Por ejemplo en la venta de maquinaria agrícola, considerada un indicador adelantado de la economía, se alcanzó las 3.004 unidades entregadas en la primera mitad de este año, lo que representa un alza importante desde el estancamiento de las 2.422 unidades comercializadas en igual período, hace sólo dos años. Pero los fabricantes de maquinarias, cosechadoras y tractores podrían haber vendido mucho más equipamiento y tecnología en las últimas ferias agrícolas, ya que fueron sorprendidos por un alta demanda que nunca estuvo en los cálculos más optimistas según se pudo comprobar en las muestras como la Expo Campo o Rural de Palermo.

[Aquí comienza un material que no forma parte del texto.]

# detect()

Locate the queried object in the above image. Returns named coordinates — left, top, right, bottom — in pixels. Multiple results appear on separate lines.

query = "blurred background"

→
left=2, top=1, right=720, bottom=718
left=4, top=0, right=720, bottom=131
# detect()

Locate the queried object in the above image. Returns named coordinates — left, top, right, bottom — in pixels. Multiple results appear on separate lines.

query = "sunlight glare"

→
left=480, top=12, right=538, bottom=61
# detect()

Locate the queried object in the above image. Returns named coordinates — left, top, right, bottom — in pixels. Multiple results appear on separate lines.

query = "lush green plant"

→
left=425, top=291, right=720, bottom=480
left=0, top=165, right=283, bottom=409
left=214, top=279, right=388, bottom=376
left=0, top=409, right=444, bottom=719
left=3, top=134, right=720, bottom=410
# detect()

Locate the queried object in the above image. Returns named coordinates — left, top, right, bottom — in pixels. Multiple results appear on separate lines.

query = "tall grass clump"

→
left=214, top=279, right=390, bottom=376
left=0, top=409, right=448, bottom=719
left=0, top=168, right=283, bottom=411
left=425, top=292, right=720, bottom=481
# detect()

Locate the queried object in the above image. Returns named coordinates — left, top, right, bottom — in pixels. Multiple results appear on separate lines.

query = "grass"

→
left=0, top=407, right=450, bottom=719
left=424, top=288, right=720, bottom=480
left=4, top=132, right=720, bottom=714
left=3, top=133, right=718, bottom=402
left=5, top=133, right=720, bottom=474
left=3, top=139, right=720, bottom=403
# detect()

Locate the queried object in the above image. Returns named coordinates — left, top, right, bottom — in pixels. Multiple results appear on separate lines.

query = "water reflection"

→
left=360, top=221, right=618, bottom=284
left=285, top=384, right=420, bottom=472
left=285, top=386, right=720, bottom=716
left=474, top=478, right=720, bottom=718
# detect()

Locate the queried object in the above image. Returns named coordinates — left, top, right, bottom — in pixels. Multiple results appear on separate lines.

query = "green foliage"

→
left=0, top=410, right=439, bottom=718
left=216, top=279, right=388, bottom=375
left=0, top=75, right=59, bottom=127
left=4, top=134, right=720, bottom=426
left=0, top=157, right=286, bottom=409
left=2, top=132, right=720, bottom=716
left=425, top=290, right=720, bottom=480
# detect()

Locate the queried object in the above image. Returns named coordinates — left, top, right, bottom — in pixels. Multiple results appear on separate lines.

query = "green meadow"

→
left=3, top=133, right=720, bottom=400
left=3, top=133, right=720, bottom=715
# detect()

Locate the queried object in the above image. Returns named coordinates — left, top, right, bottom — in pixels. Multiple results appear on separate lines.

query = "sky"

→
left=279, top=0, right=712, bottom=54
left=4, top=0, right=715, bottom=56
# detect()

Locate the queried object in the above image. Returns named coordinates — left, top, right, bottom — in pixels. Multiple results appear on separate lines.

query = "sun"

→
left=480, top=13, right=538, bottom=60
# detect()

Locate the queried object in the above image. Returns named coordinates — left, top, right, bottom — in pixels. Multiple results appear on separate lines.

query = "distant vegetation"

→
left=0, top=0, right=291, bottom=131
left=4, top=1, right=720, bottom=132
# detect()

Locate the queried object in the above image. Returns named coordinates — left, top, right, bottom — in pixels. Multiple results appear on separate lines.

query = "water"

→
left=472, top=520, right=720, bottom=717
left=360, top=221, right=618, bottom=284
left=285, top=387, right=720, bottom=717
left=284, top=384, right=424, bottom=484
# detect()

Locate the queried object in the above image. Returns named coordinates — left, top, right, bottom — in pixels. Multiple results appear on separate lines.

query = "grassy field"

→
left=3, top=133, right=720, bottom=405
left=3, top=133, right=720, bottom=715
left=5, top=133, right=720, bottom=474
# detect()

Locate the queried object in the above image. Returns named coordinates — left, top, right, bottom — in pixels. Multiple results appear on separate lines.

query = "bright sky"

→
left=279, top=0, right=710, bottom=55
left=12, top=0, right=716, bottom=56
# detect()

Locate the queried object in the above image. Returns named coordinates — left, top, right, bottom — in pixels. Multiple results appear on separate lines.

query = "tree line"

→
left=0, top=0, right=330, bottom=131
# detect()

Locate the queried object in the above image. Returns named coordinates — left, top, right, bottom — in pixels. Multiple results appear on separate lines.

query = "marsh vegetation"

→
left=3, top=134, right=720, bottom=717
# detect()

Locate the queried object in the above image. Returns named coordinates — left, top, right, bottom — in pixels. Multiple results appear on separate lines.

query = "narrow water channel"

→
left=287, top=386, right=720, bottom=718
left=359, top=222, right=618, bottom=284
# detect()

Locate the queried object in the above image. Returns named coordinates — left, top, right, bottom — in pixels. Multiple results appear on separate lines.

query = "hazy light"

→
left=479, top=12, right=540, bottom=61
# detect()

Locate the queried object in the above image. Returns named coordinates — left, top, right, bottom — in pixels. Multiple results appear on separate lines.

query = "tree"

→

La mayor demanda de equipamiento se relaciona con un especial entusiasmo en el sector agrícola, apuntando a las perspectivas en la producción de soja, maíz y trigo para esta temporada. Al respecto el ministro de Agroindustria bonaerense confirmó un aumentó del 23% en la producción de trigo en la campaña 2016-2017 para lo cual desde esa área se apoya a los empresarios para que incrementar más la superficie cultivada, pero con una mejora de la calidad del trigo, acorde con la exigente demanda de los mercados internacionales. La necesidad de aplicar nuevas tecnologías para mejorar las cosechas se debe a que ante las frustraciones de los últimos años, no hubo inversión para mejorar los cultivos.
Otro reflejo del crecimiento productivo se observa en Santa Fe, donde se apura la reglamentación del sistema denominado ‘bi-tren”, compuesto por grandes camiones y remolques que triplican la capacidad de carga, a fin de hacer más ágil la logística centrada en el puerto de Rosario para la exportación agropecuaria.